142nd APHA Annual Meeting and Exposition

Annual Meeting Recordings are now available for purchase

308824
Adapting Innovations for Safety Net Practices: Strategies and Opportunities to STOP Colon Cancer in Priority Populations

142nd APHA Annual Meeting and Exposition (November 15 - November 19, 2014): http://www.apha.org/events-and-meetings/annual
Wednesday, November 19, 2014

Gloria Coronado, PhD , Center for Health Research, Kaiser Permanente, Portland, OR
William M. Vollmer, PhD , Center for Health Research, Kaiser Permanente, Portland, OR
Amanda Petrik, MS , Center for Health Research, Kaiser Permanente, Portland, OR
Josue Aguirre , Virginia Garcia Memorial Health Center, Hillsboro, OR
Tanya Kapka, MD, MPH , Virginia Garcia Memorial Health Center, Hillsboro, OR
Ann Oluloro , Center for Health Research, Kaiser Permanente Northwest, Portland, OR
Jennifer Sanchez, MA , Center for Health Research, Kaiser Permanente, Portland, OR
Timothy Burdick, MD, MSc , Department of Family Medicine, Oregon Health and Sciences University, Portland, OR
Beverly Green, MD, MPH , Group Health Research Institute, Seattle, WA
Statement of Problem: Colorectal cancer is a leading cause of cancer death in the United States, and Latinos have particularly low rates of screening.
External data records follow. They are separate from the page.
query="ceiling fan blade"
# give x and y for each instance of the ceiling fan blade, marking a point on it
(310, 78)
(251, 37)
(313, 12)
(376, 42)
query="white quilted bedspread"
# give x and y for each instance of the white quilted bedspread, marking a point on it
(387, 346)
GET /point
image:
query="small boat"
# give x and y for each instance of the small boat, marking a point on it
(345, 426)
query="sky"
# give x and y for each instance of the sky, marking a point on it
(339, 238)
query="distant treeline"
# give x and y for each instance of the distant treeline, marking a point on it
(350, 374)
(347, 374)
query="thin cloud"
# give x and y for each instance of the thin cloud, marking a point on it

Strategies and Opportunities to STOP Colon Cancer in Priority Populations (STOP CRC) is a partnership among two research institutions and a network of safety net clinics to promote colorectal cancer screening among populations served by these clinics.
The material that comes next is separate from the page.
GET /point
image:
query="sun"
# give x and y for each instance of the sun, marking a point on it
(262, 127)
Relevance: Nationally, Latinos represent 34% of the 20 million patients served annually by safety net clinics.

Methods: The study will assess effectiveness of a systems-based colorectal cancer screening intervention in safety net clinics in Oregon and Northern California. The study has two phases: Phase 1 is a pilot phase in which we developed and tested our electronic health record (EHR) tools, and Phase 2 is a larger two-arm cluster-randomized comparative-effectiveness study involving 26 clinics (estimated population aged 50-74 = 30,000). The intervention is an automated, data-driven program to identify patients due for colorectal cancer screening and mail fecal immunochemical test (FIT) kits to them.

Results: Phase 1 findings showed an overall 38 percentage point increase in colorectal cancer screening in intervention, compared to Usual Care, clinics. If successful, the Phase 2 program will prompt 12,000 patients to undergo FIT testing, and will detect about 40 new cancers.

Conclusion: This large-scale pragmatic study will assess effectiveness of a colorectal cancer screening program that will enroll a broad range of patients, including Latinos. Our EHR tools will realize a sustained impact on how screening is delivered in safety net clinics.

Learning Areas:

Communication and informatics
Diversity and culture
Implementation of health education strategies, interventions and programs

Learning Objectives:
Describe adaptations of an automated, data-driven colorectal cancer screening intervention for safety net practices

Keyword(s): Cancer Prevention and Screening, Practice-Based Research

Presenting author's disclosure statement:

Qualified on the content I am responsible for because: I am a graduate student interning with Gloria Coronado, PhD and I have contributed to the STOP CRC project in various ways (e.g. literature review, transcribing interviews, etc.). I do not have any relationship(s) to disclose.
Any relevant financial relationships? No

I agree to comply with the American Public Health Association Conflict of Interest and Commercial Support Guidelines, and to disclose to the participants any off-label or experimental uses of a commercial product or service discussed in my presentation.